Thorpe, of course, wants her sister’s case re-examined. But, she says, even if her sister were guilty, “I wouldn’t want her tortured in a cage, waiting to be killed, like she is now.”

And Dalton literally is living in a cage — nine cells with a’cage’ over it where she lives with 19 other women at the Central California’s Women’s Facility. (Some of the women sleep outside of the cage because of space limitations). The special enclosure was built in 1991 when the first women were sent there to await execution.

“It’s just like a zoo cage. It’s heavy mesh with a metal roof. Nobody goes in, and nobody goes out,” Thorpe described.

The death penalty is legal in 33 states, including Washington, which has seven people “on the row.” But there has been an increased focus on the justice of the system. Since 1992, 15 death row inmates have been wrongfully accused and released back into society, according to The Innocence Project.

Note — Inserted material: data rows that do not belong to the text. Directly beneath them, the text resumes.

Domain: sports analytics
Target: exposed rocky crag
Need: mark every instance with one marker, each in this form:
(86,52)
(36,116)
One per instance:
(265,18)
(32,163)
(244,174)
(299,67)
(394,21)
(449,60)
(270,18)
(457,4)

Thorpe believes there are numerous innocent people in prison, but says that’s not the only reason why she wants the death penalty abolished. She says the death penalty is itself an evil that ruins lives by promoting revenge.

‘The death penalty doesn’t work, we cannot reconcile the past,” she said. “It stigmatizes the convicted as monsters, allowing us not to think of them as humans, taking away the guilt … and allowing the state to kill another human being.”

Jesus, she says, wouldn’t stand for such a thing.

“Nothing that he did or said can be manipulated into harshness. He’s an example of a loving human being,” she said, adding that people need to learn a convict’s story, before judging them.

“I believe good is at the heart of everything and love is at the heart of everything and pain and hate comes from hurt and injury.”